Cunning Wagers

OUR contributor CHARLIE HEMPSTEAD was at the Barnet game on Monday - although his mind was often on his mate's money...

AS omens go, it sounded like a good one. A hungry fox wandering in through the open door of my house on the morning of Argyle’s visit to Barnet. Fox, hungry for a goal, maybe? The 7/2 price on offer from the EFL sponsors for the Pilgrims’ midfielder to get his name on the scoresheet was a tad ungenerous, considering that he has scored for us precisely the same number of times as a fox has walked into my house, i.e. once ever, but omens are omens. 

And so it was that a friend of mine, who I was taking to the Hive to watch Argyle for the first time, decided to part with some of his hard-earned Christmas bonus.

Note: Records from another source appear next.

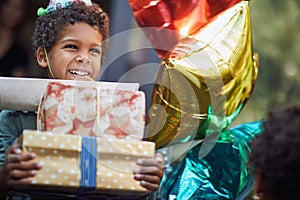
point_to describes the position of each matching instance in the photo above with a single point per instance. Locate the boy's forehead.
(81, 30)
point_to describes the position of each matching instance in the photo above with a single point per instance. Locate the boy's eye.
(97, 51)
(71, 46)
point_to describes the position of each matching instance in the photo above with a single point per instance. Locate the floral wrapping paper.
(63, 159)
(92, 111)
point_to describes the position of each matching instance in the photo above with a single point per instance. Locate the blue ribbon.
(88, 162)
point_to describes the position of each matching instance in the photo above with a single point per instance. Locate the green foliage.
(276, 38)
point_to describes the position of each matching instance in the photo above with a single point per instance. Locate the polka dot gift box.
(83, 164)
(93, 111)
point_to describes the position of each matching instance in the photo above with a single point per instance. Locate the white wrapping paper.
(25, 93)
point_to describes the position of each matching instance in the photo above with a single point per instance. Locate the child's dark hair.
(50, 25)
(275, 153)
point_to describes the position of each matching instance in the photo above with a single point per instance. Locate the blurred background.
(275, 28)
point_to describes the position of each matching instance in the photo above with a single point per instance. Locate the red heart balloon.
(174, 19)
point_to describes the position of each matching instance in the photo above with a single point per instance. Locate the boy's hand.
(150, 172)
(18, 168)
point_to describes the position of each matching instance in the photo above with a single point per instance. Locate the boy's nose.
(83, 59)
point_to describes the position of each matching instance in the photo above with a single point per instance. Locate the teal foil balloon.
(223, 174)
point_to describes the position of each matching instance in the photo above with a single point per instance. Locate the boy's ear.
(41, 57)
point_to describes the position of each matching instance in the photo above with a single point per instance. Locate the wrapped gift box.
(87, 165)
(93, 111)
(25, 93)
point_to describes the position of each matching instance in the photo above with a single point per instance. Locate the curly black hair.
(275, 153)
(49, 26)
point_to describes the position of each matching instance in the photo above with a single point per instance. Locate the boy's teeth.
(79, 73)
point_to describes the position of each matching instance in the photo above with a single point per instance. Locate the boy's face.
(76, 55)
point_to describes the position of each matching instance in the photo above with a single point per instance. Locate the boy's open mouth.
(79, 73)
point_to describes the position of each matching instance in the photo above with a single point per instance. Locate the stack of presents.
(88, 139)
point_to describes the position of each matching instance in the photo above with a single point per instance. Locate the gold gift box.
(63, 171)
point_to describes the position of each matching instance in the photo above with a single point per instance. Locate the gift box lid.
(25, 93)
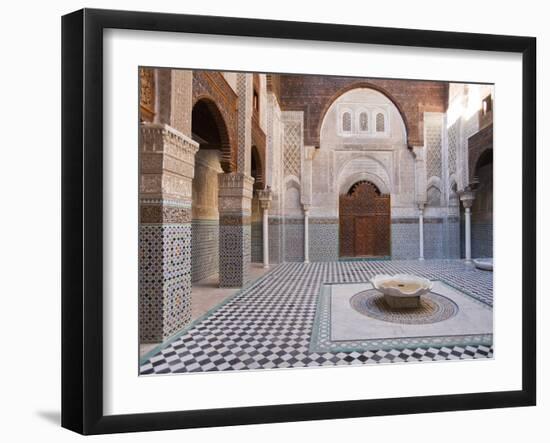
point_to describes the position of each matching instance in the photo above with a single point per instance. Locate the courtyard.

His Argyle knowledge was low, though, so he was leaning on me for some assistance. 

The alternative was to do some homework before parting with the money. Given that Argyle’s visit to The Hive in March ended in a 1-0 defeat, and that the Bees came to Home Park as recently as November and pilfered the points in a 2-0 smash-and-grab, a 1-0 home win was a pretty good shout. Not only a pretty good shout, but one priced at 8/1.

Think about that for a moment – David Fox was rated more than twice as likely to score a goal as Barnet were to win 1-0. Now, we all know that bookies seldom get much wrong, but here was the exception that proved the rule. No way was Foxy to score at 7/2 a better bet than Barnet to win 1-0 at 8/1. 

No way at all. Absolutely no contest. 

So my pal's £1 was duly placed… on Foxy.

And, like so many before it, never seen again. 

The thing about betting is that it is so very much easier after the event. A £1 treble on Leicester to win the 2015-16 Premier League, the UK to vote for Brexit and Donald Trump to be elected would have returned £4.5 million. 

The odds against Barnet’s winner being scored with a header by the diminutive Mauro Valhete – a player who makes Craig Tanner look like Sonny Bradley – would surely have not been very much less, yet that is what happened. 

So what does all this tell us, other than that the bookies are the ones in the big houses? 

The answer is that anything can happen. If a player can achieve the unlikely feat of hurling an attempted throw-in down the touchline straight onto the roof of the stand, as Barnet substitute Sam Muggleton managed to do, then nothing can be ruled out. 

Even, whisper it quietly, Argyle upsetting Liverpool next Sunday. Sky Bet are offering 6/1 against the draw, making it more likely than the actual Barnet result. 

So the destination of my mate's next Argyle-related £1 is already settled. 

And to mark the auspicious occasion of a trip to Anfield, I’ve managed to convince him to double his outlay and place a bonus bet. 

£1 on a 4-3 Argyle win, with Luke McCormick scoring the winner. "Trust me," I told him. 

"It may sound like a long shot, but before you scoff, just remember who are the current Premier League champions and who is about to be inaugurated as US president."